The plywood covers glass on storefronts and buildings around much of Portland’s downtown area.
The fresh boards join blocks of other buildings already boarded up to help them survive the past several months of protests which sometimes turned violent in the city.
Oregon Governor Kate Brown addressed the new concerns Monday when she ordered the state police and Multnomah county sheriff's office to take charge of security for the city and put the national guard on standby.
“I want to be very, clear that voter intimidation and political violence will not be tolerated. Not from the left, not from the right, not from the center. Not this week, not any week in Oregon,” Brown said.

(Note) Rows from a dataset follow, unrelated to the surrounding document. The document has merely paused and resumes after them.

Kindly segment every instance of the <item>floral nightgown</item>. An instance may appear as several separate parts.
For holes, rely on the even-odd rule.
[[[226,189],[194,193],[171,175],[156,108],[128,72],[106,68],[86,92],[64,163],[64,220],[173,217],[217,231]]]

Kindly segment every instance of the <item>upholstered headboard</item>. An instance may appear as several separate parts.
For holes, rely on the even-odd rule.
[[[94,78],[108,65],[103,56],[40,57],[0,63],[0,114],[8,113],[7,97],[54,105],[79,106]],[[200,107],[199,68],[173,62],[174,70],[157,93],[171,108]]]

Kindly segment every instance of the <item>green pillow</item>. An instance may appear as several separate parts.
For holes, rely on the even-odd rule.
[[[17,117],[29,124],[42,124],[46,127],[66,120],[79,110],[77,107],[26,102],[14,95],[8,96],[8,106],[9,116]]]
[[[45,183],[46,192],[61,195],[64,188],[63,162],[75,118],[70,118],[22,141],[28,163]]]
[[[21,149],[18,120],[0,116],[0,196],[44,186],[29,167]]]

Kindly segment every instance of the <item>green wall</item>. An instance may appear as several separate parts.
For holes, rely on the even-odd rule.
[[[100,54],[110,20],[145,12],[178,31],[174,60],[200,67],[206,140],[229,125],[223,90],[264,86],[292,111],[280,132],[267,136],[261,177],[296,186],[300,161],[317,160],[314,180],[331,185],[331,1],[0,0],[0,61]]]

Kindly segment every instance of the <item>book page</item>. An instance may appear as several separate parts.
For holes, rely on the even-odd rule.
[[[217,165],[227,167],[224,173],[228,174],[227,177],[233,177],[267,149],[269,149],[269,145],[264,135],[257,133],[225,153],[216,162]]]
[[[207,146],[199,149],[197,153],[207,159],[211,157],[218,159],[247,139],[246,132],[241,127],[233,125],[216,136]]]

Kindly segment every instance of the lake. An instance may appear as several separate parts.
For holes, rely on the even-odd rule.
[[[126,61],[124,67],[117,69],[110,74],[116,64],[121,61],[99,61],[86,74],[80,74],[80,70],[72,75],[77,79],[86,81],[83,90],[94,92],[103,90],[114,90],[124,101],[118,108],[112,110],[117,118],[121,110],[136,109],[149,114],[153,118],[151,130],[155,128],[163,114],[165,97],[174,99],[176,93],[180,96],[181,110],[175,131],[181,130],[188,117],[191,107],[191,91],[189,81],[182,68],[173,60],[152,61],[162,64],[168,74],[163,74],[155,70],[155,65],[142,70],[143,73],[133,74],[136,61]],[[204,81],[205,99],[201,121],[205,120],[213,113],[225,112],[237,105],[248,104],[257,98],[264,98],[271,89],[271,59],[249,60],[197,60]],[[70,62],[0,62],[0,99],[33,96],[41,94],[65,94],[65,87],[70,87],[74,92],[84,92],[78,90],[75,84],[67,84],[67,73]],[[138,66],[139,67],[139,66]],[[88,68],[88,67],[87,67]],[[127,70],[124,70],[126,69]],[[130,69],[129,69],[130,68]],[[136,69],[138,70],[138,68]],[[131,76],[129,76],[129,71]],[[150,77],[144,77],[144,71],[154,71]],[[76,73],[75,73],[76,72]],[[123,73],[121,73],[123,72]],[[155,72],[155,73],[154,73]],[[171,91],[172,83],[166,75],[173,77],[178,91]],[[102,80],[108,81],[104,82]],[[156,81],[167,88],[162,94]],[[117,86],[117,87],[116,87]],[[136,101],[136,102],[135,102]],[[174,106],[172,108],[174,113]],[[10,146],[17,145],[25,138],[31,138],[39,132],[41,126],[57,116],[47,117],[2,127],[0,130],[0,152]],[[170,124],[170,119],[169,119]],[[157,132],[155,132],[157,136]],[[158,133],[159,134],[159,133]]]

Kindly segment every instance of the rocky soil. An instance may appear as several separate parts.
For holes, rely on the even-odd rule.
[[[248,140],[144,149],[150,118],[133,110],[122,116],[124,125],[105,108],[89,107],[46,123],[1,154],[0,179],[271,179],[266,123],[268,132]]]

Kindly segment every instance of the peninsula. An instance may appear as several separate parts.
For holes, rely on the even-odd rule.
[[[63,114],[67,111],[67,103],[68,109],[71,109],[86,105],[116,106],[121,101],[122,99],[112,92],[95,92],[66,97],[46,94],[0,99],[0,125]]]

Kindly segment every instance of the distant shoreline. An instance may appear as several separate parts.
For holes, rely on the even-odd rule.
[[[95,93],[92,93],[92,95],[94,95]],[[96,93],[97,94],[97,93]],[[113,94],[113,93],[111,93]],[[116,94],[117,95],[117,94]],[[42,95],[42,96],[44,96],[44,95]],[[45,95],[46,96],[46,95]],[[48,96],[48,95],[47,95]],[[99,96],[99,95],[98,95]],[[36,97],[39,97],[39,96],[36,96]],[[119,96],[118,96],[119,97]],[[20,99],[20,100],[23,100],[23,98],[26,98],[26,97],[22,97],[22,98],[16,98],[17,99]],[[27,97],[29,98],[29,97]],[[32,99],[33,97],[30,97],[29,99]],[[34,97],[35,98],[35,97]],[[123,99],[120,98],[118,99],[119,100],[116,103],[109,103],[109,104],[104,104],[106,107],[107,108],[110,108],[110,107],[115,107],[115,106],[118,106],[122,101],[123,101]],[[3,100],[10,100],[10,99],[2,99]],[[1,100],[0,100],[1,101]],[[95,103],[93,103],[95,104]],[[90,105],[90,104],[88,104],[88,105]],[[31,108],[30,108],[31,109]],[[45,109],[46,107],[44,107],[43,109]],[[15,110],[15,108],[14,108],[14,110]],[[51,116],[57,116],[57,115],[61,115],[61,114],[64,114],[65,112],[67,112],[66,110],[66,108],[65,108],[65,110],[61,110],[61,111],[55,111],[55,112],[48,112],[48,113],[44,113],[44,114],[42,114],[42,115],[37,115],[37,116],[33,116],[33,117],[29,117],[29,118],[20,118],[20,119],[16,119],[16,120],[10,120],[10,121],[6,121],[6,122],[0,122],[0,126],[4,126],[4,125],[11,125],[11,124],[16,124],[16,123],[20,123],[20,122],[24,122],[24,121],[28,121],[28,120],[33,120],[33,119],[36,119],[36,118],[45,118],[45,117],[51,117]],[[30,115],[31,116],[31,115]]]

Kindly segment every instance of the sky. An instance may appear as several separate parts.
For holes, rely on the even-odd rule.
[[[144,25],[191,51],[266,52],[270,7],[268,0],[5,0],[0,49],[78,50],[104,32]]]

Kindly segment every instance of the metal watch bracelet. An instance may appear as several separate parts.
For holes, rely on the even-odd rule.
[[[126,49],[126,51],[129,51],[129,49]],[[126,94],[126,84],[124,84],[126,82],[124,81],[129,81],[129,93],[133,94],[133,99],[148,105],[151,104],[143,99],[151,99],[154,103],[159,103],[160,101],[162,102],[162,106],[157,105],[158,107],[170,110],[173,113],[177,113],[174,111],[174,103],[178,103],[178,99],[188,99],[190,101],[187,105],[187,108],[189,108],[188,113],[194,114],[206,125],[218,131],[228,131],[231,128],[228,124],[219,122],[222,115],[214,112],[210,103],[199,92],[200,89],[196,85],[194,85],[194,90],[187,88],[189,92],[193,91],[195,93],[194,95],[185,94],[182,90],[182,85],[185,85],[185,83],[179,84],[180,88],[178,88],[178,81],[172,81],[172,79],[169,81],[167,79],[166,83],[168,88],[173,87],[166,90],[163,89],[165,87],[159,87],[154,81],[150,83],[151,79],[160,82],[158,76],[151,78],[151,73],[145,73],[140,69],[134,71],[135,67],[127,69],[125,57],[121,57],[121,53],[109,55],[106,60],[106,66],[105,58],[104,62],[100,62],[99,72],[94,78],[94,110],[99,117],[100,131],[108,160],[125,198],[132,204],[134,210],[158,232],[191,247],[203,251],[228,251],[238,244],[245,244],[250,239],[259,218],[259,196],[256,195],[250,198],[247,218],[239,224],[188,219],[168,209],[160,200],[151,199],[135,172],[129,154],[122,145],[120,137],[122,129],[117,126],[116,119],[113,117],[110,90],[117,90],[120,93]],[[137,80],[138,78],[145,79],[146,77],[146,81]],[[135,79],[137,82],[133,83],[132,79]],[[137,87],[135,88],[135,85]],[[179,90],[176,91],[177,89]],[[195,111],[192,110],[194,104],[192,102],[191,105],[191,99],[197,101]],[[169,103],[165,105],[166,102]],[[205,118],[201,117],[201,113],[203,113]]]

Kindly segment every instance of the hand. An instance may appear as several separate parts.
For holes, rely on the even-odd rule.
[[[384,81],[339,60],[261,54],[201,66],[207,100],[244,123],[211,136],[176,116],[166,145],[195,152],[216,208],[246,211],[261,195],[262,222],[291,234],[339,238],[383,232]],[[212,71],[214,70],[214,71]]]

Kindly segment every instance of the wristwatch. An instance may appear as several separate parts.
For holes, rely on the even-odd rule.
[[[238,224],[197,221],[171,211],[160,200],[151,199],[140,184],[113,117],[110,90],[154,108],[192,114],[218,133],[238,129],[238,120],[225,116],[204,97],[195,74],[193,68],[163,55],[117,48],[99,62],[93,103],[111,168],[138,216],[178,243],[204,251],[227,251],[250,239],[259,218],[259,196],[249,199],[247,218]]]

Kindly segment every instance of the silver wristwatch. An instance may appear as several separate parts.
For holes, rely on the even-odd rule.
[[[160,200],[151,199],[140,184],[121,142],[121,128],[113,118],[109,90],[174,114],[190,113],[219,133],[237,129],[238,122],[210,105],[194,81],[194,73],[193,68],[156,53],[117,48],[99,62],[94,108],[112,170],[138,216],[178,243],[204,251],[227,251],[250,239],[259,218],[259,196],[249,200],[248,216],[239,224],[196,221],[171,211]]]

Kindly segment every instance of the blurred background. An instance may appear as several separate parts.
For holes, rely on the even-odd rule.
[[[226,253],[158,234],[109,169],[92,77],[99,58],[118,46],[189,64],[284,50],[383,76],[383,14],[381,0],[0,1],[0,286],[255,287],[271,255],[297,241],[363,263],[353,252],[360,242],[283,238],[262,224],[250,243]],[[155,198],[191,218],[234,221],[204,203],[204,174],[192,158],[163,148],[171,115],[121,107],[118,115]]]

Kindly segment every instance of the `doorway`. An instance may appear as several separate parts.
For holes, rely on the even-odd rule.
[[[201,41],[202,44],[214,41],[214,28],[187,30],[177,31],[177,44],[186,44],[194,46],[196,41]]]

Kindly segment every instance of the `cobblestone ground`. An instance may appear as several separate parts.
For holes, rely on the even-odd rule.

It is the first time in recent history that the three organizations were mobilized to protect Portland during an election. And while Portland city police are not allowed to use tear gas during riots the other agencies can.
Despite the promise of extra law enforcement businesses are doing what they can to prepare.
“Everybody's a little bit scared,” said Stacey Gibson. She owns a Subway franchise in downtown Portland.
Gibson is also one of many worried about violent rampages throughout the city connected to the election.
“We're getting ready. We'll finish boarding up tonight or tomorrow morning just like everybody else around here, you can see. We’re starting to board up everything out of precautions more than anything else. So, a little nervous,” Gibson added.
The head of the Portland Business Alliance, the city's version of a chamber of commerce, urged residents to denounce violence and destruction.
“Portlanders should reject that sort of behavior. It does not represent a political view. It’s simply violence and criminal activity,” Andrew Hoan said.